Après cette introduction, penchons-nous un peu plus sur l'album lui-même, à savoir sa pochette. Maigre fait clairement contraste avec la pochette des anciens albums sur lesquels on pouvait voir des personnages monstrueux et difformes. Elle n'est en effet pas faite par Mioshe mais par Førtifem. Ici, point de superflu. Très terne, grise, elle met en scène un lévrier, chien considéré comme noble (plus qu'un caniche en tout cas), extrêmement Maigre, qui nous regarde droit dans les yeux, comme pour nous interroger. Est-ce que l'accès au plus haut se fait par l'animal, finalement ? Est-ce ce lévrier qui est le plus adéquat à nous montrer la plus belle des Maigreurs ? On retrouve une thématique chère à Igorrr, que l'on observait déjà dans Nostril.
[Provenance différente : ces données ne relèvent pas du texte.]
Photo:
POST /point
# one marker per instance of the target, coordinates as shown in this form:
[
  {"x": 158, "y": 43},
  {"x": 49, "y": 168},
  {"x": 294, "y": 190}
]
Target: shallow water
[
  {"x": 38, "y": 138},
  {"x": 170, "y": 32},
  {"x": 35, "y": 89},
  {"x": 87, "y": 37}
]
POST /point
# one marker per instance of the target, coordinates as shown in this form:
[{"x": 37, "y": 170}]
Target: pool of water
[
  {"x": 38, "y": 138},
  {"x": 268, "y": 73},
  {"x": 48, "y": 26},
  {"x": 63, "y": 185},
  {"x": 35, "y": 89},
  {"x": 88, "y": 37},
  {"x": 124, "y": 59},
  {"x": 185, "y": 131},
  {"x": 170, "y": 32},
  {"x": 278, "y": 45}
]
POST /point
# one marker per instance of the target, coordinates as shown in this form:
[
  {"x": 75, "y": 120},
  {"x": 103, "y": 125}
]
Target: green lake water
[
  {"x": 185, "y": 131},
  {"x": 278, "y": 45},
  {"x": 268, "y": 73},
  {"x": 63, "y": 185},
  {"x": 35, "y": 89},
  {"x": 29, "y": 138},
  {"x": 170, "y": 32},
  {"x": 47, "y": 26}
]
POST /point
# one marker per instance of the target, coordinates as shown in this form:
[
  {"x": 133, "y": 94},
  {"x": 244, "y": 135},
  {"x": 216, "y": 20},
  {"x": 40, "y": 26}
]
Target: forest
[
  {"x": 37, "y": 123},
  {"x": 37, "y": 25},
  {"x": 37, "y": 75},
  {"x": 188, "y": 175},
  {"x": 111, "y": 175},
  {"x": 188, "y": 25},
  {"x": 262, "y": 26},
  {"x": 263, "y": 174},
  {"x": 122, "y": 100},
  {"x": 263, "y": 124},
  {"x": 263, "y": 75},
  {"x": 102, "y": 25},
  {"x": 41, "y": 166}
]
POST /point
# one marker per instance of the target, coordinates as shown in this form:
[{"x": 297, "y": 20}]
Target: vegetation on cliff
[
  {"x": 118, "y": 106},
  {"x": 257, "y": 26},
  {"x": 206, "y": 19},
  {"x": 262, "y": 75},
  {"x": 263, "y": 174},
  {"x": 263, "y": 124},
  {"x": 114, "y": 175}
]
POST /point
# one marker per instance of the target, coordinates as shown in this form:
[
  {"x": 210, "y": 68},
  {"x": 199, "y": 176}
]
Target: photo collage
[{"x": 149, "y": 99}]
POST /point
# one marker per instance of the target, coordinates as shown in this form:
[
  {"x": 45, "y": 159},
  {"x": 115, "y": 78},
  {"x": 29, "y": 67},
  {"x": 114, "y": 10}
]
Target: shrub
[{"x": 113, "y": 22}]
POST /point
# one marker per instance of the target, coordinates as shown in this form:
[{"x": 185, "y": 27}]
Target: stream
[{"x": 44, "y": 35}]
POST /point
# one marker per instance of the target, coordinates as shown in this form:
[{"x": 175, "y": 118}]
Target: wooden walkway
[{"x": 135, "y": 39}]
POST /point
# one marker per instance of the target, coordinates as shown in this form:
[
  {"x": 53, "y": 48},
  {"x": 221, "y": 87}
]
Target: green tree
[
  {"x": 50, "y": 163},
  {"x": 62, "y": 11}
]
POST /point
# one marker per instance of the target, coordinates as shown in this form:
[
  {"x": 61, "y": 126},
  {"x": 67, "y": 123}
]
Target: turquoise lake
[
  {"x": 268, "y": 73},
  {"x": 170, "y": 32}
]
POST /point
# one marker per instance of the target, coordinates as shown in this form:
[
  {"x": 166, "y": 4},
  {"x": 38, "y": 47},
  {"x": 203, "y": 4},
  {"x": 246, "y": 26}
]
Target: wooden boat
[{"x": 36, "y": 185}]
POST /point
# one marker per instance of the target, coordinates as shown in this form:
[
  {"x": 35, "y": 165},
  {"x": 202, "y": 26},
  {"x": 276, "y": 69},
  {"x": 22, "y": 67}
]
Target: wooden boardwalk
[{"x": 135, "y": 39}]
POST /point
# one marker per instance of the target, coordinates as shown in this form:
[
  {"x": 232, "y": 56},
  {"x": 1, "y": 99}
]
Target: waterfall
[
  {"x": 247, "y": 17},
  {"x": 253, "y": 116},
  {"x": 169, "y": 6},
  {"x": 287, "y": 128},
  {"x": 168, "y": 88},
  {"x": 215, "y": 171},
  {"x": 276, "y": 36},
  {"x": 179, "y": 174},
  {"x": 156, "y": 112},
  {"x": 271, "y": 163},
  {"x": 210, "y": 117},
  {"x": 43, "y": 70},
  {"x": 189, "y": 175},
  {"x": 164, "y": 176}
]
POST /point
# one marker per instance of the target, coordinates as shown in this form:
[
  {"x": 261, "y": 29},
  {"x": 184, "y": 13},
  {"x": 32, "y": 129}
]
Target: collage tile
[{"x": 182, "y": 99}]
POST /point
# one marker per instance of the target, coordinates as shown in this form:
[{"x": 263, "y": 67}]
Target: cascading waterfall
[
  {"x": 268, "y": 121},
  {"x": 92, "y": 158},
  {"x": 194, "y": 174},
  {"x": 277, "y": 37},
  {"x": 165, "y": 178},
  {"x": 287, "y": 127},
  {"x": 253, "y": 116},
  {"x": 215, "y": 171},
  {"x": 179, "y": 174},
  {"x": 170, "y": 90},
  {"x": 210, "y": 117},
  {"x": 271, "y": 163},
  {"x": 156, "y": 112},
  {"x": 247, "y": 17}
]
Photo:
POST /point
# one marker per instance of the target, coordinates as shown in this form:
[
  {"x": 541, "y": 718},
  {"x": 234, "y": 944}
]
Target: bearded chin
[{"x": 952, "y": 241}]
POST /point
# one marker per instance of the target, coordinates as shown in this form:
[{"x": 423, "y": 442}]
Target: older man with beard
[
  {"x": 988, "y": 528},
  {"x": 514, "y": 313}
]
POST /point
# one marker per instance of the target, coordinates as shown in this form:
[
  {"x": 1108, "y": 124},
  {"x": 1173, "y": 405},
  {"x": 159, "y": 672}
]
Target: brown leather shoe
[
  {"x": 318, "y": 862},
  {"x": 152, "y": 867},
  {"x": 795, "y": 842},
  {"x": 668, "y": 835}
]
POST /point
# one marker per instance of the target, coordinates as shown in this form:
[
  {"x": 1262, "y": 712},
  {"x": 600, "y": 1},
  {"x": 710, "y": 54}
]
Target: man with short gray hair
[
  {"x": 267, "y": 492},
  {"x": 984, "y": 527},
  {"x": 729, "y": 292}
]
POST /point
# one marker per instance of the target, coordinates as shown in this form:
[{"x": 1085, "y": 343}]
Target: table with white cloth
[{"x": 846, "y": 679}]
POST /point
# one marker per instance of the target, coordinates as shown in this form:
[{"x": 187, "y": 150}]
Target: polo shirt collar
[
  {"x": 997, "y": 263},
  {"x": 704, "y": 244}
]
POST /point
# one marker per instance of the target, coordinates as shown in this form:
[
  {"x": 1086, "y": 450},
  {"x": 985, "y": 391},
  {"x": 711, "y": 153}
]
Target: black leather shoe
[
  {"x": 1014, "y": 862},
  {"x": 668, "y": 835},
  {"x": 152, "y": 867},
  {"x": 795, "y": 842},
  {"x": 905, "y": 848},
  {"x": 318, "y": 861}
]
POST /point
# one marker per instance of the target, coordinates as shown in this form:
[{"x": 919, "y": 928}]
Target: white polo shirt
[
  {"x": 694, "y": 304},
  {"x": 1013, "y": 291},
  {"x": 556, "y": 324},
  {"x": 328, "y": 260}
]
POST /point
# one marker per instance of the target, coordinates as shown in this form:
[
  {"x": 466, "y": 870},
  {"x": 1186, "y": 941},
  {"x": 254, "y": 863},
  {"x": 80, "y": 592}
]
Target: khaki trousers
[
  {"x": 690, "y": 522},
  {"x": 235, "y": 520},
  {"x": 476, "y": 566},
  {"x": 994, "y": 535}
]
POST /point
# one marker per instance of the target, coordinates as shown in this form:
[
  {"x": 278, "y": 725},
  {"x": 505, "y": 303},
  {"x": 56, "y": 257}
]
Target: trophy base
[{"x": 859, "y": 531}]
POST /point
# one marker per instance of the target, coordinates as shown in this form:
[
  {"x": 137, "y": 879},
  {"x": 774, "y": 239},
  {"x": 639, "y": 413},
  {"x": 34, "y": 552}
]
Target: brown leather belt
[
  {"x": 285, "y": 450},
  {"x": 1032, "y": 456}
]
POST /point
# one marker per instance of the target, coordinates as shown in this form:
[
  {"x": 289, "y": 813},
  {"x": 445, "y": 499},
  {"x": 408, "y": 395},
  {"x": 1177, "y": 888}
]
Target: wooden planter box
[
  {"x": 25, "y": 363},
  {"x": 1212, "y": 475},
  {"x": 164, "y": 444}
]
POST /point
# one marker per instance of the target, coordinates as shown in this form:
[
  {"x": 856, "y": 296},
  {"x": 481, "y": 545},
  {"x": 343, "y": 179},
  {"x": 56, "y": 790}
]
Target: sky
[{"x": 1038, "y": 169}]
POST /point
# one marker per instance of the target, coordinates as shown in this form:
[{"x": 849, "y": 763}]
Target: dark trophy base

Mis à part cela, rien de plus sur la pochette, si ce n'est le nom d'Igorrr et de Ruby My Dear qui apparaissent en haut à droite et à gauche, et le titre de l'E.P. en bas, plus grand, et dans une police très... très Maigre, tant qu'elle s'efface par endroit. Pour être honnête, je trouve la pochette un peu fade : certes, elle fait son travail, elle est chargée de quelques symboliques intéressantes. Mais Mioshe avait la particularité du détail qui donnait toujours plus de profondeur – et de mystère.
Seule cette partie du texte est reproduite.